The Number of the Beast or the Practical usage of the Blackhole Community

Unwanted traffic that floods networks and machines from many different sources is often intentionally generated by the distributed-denial-of-service (DDoS) attack. The goal of a DDoS attack is the depletion of resources (CPU, RAM, bandwidth) of a remote target so that the service becomes unavailable for legitimate users. Typical symptoms of a DDoS attack are excessive bandwidth utilization on a targeted network and services crashing on victim’s machines. At the time when the day-long DDoS attacks against a small organization are offered for as low as $100, with a 5-minute test DDoS attack free of charge (showing the attacker capabilities), the importance of having a reactive defense strategy against such attacks is hard to underestimate.

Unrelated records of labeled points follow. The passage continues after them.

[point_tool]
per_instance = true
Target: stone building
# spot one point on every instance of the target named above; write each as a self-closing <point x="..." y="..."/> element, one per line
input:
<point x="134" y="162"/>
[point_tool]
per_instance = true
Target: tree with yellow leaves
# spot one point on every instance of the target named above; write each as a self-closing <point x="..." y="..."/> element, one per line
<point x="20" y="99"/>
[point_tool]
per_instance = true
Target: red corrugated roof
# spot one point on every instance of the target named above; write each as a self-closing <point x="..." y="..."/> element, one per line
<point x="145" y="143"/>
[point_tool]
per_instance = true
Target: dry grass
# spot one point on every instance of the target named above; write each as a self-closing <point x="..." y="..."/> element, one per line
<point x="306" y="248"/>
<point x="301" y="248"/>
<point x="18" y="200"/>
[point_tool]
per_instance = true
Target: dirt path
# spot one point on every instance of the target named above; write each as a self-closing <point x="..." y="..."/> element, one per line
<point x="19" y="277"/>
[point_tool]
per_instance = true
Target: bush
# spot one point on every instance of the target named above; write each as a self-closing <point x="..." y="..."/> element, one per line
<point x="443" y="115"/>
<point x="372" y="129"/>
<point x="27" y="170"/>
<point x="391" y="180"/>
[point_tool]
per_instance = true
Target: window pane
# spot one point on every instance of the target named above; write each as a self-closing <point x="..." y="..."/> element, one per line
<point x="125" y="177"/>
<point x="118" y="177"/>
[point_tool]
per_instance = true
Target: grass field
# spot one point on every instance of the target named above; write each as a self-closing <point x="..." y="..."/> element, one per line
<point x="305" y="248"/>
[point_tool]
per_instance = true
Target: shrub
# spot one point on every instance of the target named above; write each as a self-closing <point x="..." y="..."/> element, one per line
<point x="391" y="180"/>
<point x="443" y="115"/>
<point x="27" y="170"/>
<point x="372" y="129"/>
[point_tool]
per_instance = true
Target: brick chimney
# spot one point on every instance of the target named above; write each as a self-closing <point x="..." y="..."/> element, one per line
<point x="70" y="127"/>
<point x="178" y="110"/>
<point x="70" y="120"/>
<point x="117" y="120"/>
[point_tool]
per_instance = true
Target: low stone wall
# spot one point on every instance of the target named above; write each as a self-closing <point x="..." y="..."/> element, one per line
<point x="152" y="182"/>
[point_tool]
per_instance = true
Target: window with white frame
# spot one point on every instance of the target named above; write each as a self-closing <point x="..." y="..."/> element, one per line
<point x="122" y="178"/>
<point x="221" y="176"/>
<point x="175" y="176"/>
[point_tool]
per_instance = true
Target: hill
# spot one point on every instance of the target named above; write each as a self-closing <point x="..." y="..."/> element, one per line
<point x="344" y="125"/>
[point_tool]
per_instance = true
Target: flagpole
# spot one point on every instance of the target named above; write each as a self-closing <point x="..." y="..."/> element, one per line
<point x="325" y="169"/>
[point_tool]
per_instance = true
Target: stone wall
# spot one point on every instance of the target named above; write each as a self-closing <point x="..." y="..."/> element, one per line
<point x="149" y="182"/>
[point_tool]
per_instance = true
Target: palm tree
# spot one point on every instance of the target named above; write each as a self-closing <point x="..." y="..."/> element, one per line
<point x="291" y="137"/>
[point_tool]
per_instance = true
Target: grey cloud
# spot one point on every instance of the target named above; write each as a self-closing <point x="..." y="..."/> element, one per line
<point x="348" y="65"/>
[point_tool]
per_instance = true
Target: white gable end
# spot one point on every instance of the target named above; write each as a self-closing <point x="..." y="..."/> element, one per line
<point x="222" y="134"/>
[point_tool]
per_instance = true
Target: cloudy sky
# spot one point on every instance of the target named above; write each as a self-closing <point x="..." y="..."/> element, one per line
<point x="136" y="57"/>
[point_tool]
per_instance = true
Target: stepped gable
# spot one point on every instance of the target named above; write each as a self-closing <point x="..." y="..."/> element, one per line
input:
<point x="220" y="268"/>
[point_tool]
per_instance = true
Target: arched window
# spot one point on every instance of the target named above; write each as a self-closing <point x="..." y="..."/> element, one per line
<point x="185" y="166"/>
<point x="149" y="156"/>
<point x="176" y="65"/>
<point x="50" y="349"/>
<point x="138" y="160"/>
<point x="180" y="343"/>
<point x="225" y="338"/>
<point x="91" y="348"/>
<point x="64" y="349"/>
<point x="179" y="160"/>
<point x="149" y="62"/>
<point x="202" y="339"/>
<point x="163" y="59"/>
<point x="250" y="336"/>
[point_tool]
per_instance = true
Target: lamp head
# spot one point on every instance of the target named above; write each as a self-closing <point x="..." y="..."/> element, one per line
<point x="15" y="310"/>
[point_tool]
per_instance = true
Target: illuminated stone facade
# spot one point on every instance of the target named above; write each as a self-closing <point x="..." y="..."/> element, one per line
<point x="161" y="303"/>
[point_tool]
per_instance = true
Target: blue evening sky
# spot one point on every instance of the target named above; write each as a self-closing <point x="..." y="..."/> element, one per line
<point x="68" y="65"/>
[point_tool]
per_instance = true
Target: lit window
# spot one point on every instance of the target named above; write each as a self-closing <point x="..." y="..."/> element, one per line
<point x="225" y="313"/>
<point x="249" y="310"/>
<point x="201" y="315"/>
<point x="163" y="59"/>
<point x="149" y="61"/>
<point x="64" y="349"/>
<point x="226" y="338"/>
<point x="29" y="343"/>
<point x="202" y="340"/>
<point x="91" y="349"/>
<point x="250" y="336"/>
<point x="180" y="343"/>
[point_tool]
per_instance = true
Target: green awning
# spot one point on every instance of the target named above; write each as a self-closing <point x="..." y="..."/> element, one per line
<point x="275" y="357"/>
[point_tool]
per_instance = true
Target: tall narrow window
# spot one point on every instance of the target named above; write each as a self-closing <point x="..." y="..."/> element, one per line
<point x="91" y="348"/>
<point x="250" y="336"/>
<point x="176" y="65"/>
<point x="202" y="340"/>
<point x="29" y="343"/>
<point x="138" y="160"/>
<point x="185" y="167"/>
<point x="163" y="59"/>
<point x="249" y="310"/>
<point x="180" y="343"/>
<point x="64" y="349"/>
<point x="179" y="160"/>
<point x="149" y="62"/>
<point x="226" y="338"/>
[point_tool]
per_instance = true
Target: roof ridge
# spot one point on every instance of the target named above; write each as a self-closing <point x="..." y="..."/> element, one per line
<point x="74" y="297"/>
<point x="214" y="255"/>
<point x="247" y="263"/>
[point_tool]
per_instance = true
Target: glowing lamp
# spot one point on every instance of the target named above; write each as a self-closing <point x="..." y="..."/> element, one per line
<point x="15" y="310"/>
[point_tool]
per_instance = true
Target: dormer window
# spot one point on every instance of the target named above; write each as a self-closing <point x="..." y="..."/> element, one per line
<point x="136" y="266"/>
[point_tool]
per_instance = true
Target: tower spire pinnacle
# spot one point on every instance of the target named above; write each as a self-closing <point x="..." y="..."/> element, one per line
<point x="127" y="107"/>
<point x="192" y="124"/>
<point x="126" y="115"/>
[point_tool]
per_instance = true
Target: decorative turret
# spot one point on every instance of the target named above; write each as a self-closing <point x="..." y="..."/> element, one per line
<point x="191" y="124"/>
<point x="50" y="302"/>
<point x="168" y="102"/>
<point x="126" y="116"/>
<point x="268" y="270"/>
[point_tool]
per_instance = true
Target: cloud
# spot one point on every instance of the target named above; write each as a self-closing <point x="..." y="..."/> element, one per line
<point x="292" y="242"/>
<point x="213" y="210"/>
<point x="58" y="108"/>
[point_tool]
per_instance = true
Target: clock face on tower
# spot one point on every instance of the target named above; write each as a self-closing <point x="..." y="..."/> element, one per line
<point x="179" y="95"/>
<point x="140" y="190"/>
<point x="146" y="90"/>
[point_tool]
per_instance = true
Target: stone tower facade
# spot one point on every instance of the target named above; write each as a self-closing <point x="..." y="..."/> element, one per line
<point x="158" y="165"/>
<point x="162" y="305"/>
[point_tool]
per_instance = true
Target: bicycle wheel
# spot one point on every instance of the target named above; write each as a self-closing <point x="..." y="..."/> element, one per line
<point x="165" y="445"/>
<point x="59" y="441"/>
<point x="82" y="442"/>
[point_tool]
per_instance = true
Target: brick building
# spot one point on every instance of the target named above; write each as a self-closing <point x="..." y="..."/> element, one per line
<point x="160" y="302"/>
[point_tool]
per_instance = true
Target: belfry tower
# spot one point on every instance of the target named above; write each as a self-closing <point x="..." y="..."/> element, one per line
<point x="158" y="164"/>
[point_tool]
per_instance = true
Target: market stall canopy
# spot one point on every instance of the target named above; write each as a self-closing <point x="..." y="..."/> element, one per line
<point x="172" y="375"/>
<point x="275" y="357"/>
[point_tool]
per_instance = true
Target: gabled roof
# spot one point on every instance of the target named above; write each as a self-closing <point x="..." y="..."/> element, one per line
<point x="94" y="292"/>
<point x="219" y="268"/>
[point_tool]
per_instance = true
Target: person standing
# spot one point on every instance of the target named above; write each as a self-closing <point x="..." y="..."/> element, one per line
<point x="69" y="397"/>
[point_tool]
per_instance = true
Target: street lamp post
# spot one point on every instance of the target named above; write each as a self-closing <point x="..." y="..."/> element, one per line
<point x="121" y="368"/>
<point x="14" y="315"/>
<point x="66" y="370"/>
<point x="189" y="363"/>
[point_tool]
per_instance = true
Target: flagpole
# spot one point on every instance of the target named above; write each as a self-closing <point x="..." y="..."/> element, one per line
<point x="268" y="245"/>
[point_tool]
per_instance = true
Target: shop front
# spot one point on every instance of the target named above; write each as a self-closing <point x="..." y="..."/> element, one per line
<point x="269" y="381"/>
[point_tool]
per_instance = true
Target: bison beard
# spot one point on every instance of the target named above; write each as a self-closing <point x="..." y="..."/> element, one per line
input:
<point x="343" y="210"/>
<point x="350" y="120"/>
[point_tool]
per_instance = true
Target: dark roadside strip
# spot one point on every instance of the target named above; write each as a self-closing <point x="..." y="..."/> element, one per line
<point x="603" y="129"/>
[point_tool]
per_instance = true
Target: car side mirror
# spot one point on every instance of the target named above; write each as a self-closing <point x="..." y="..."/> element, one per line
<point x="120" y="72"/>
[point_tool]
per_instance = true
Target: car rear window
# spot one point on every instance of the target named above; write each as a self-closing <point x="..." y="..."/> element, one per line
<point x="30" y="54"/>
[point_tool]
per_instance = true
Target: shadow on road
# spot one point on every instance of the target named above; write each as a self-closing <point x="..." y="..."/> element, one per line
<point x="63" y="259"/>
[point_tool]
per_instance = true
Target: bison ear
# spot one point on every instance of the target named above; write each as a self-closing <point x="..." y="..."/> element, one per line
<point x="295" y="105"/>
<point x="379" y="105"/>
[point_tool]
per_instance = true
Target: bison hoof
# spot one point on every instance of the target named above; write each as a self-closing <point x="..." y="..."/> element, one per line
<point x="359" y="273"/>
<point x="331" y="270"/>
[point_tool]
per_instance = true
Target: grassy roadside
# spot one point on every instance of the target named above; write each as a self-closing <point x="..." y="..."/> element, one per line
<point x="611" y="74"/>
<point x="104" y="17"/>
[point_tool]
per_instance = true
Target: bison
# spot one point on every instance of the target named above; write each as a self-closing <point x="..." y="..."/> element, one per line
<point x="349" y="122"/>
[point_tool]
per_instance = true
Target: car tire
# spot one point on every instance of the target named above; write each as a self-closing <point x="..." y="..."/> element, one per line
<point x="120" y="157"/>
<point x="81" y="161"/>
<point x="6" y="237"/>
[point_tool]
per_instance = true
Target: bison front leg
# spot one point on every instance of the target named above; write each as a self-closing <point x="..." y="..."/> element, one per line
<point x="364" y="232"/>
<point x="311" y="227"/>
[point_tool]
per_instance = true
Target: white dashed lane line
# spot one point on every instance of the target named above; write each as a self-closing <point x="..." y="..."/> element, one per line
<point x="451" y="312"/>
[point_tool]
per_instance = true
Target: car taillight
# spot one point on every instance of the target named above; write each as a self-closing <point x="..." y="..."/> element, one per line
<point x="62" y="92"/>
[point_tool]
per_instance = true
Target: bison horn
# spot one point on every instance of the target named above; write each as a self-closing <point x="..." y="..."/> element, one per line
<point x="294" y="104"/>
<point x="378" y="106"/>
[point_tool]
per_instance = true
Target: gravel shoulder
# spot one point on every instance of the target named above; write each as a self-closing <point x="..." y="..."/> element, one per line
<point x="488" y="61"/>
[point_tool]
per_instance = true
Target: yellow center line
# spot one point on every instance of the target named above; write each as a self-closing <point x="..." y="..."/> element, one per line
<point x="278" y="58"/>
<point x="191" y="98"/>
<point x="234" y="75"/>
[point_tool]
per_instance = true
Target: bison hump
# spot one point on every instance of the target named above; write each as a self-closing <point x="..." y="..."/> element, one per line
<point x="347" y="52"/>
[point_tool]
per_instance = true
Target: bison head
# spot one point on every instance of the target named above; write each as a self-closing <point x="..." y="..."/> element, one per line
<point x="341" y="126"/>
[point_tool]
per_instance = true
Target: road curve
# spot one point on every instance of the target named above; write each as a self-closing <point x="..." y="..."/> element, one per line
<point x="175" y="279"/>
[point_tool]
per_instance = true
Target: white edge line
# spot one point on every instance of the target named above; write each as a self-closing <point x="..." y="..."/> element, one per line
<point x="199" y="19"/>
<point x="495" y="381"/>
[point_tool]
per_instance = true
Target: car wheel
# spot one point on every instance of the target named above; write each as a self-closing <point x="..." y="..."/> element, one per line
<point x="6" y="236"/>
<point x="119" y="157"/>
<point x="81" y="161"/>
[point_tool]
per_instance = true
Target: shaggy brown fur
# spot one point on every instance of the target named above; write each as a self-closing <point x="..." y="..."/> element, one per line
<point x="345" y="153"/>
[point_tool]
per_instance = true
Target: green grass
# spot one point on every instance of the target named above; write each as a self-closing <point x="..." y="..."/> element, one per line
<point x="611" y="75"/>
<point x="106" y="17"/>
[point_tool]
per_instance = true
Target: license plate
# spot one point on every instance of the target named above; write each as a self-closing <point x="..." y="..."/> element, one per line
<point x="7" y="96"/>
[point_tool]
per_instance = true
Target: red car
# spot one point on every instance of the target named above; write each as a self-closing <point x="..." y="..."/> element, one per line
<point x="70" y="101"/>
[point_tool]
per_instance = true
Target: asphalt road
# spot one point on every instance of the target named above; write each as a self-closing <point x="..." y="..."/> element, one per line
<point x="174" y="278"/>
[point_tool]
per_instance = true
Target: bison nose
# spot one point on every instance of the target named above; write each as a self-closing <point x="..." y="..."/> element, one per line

DDoS traffic should be blackholed (dropped) closest to the source of the attack. Blackholing is based on either the source or destination IP address. Remote black hole filtering based on the destination IP address is a commonly used technique. The ISP sets a permanent static route utilizing the unused prefix pointing to the null interface on its PE routers, e.g. 192.0.2.1/32. It is a precaution measure that ISP installs in advance along with building a trigger machine. The trigger machine is a router or Unix machine running BGP daemon that is a part of ISP infrastructure. It has established internal BGP (iBGP) sessions with PE routers.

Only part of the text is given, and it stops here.